最小変形ゲッター2ver.2014_ 141114

今日は、設計中の最小変形ゲッター2ver.2014の話。
現在、ジャガー・ベアー号のギミック及び構造の設計が完了し、下半身になるイーグル号に入っています。

設計時には、先日画像を公開した素体の部品配置を出来るだけ変える事なく、各部品の接続と移動方法を考えます。
ジャガーは比較的スイスイ進めてたんですが、ベアー号がまー、ホントに大変でした。
g-2_部品141114

特に腕周りの展開が大変で、ああやると他の場所にめり込む、こうやると合体時の邪魔になる、といった調子で移動手段とそれの座標設定に非常に時間がかかりました。
一番の原因は部品の移動方法を何も考えずにデザイン優先で各部の配置を考えちゃった自分な訳ですが、それだけに解決すると思いもよらないギミックが生まれて面白いです。
今どきの若い人は失敗を極端に恐れるようですが、そこを頭を使って逆転すると、普通の成功例に較べてさらに上を行く結果を得られるので、失敗はどんどんすべきだと思います。・・・タカシマ式失敗のススメ。

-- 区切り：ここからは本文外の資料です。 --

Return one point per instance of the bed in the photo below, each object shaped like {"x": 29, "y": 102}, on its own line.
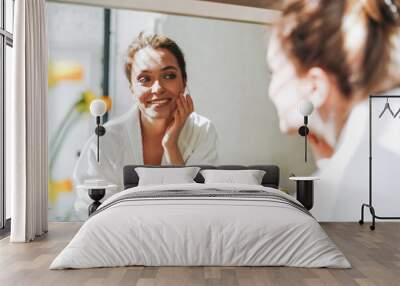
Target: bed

いや、どっちかというと、自分がそろそろ落ち着いて良いはずの歳なんですけどね、まだまだ若いモンには負けんぞ!ウぇ〜ゲホゲホゲホ・・・。

ちょっと心配なのは、ギミックが面白くなるのは良いとして、凝った動きになると「最小変形」らしくなくなって来てしまうのではないかと。英語での規格名も「Simple Change」だしね。
まあ、細かい事は気にせず、面白いと思った方向に突き進もうと思います。

もうすぐ完成・・・のはず。乞うご期待。
今週は以上!

by 高島

©永井豪・石川賢/ダイナミック企画
※こちらの写真に使用の画像は設計中のものです。
各部品の形状等は今後、修正・変更される場合がございます。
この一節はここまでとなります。